Technical description[edit]

The tool is developed using Maven, Spring Boot, Spring Data JPA, Spring Cache, Jsoup, Dozer, Hibernate Search, Flickr4Java and Apache Commons libraries.

The tool connects to the Commons database replica to search for existing medias (by their base36 SHA-1) in these three tables:

  • image: current version of images
  • oldimage: old versions of images
  • filearchive: deleted images (when another version with a different SHA-1 exists)

The result of the analysis is persisted in a dedicated user database.
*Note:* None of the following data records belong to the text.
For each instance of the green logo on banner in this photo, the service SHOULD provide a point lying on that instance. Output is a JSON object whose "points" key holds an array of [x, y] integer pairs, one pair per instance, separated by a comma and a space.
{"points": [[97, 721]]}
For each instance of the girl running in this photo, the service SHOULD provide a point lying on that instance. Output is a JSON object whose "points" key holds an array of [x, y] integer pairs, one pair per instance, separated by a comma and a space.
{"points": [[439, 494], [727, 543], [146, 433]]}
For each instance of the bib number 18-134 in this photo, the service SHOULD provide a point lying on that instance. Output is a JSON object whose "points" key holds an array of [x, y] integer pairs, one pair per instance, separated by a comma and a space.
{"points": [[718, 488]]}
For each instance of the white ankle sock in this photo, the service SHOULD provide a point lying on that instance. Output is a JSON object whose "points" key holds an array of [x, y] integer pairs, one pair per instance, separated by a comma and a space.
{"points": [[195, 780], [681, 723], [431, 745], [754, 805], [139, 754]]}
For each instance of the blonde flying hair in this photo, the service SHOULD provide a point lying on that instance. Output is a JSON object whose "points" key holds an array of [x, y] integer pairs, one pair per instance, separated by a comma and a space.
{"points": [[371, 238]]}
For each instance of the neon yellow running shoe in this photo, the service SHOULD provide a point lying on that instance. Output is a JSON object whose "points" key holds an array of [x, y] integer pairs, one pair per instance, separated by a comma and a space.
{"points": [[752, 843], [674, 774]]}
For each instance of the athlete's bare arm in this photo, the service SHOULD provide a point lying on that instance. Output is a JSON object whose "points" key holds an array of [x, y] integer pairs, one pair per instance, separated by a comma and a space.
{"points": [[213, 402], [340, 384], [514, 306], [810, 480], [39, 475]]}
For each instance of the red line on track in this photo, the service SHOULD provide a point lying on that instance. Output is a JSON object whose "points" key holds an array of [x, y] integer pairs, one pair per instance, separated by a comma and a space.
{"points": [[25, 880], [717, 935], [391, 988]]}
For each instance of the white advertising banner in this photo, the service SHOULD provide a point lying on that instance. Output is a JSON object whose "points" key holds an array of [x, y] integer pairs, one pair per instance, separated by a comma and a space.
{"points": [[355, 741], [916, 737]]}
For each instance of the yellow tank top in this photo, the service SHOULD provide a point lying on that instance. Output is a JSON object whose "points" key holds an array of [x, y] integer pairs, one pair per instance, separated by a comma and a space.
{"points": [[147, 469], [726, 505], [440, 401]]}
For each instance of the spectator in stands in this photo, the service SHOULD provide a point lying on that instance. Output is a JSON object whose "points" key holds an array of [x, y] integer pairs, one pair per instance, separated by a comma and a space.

Most of the configuration is in application.properties. Sensitive information are not stored in the git repository and must be provided at runtime, on the command line.

Launch tool on local machine[edit]

java -Dcommons.datasource.username=$user -Dcommons.datasource.password=$password -Dflickr.api.key=$flickr_api_key -Dflickr.secret=$flickr_secret -jar spacemedia.jar --spring.profiles.active=dev

Launch tool on Toolforge[edit]

java -Xmx4G -Ddomain.datasource.url=jdbc:mariadb://tools.db.svc.eqiad.wmflabs:3306/${user}__spacemedia -Ddomain.datasource.username=$user -Ddomain.datasource.password=$password -Dcommons.datasource.username=$user -Dcommons.datasource.password=$password -Dflickr.api.key=$flickr_api_key -Dflickr.secret=$flickr_secret -jar spacemedia.jar --spring.profiles.active=toolforge

Resource usage[edit]

The production database takes around 300Mb.

The tool can be quite memory hungry when checking if ESA files are valid (to avoid uploading corrupted files to Wikimedia Commons), especially for large TIFF files.